SHREVEPORT, La. (KTAL/KMSS) – Shreveport City leaders and criminal justice, human rights, and civil rights advocates participated in a forum on Saturday to discuss violence in the community.
Guns are the leading cause of death among children and teens in Louisiana. In Louisiana, an average of 112 children and teens die by guns yearly, and 74% are homicides. In the US, 60% of teen gun deaths are homicides, according to CDC data.
PIPES (Priorities, Intentions, Practical, Exchanges) Founder Terrance Winn organized the citywide panel discussion, which brought together members of the Louisiana State Police, Caddo Parish Sheriff’s Office, Shreveport police, elected officials with engaged members of the community who want to bring an end to rampant gun violence.
Shreveport Mayor Tom Arceneaux was slated to appear but canceled to address the public concerning a brazen shooting on Texas Street in downtown early Saturday morning. Those in attendance at the David Raines Community Center expressed disappointment that the mayor missed an opportunity to make his remarks about gun violence in the presence of an audience most adversely affected by gun violence in the city.

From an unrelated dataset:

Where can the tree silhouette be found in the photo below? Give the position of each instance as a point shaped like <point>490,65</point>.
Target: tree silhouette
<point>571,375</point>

Councilwoman Tabatha Taylor was in attendance and took the opportunity to connect with those in the room. Taylor told the packed room that they must engage more with civic leaders and hold everyone accountable for meeting the community’s needs, including keeping the community responsible for its children.
Chief Wayne Smith shared the tragedy that the faces behind the gun violence statistics are primarily Black and in their twenties or younger.
Smith also shed some light on the appearance that investigations of officer-involved shootings lack transparency and seem to move at a snail’s pace.
According to Smith, all multi-dimensional investigations move along slowly, whether they involve officers or civilians, and accelerating the pace of an investigation could hurt the case.
The importance of civic engagement was an ongoing theme that many speakers touched on, including Louisiana State Representative Cedric Glover.
Glover provided insights into the limitations placed on district attorneys and judges as legislators continue to impact prosecutorial and judicial discretion with the passage of mandatory minimum sentencing laws.
Although Caddo Parish District Attorney James Stewart could not attend, he did send Section 2 Chief Assistant DA Mekisha Smith Creal to represent the office.
Community members in attendance expressed to Creal the importance of establishing a conviction integrity unit in Caddo Parish as the Orleans District Attorney has done to look at cases of people convicted by a non-unanimous jury.
Louisiana voters voted to amend the constitution requiring a conviction only to come if unanimously decided by a 12-person jury verdict. The Louisiana State Supreme Court later ruled that non-unanimous jury convictions would not be applied retroactively. The justices did, however, rule that a district attorney can review previous cases and re-try, release, or reduce sentencing when appropriate.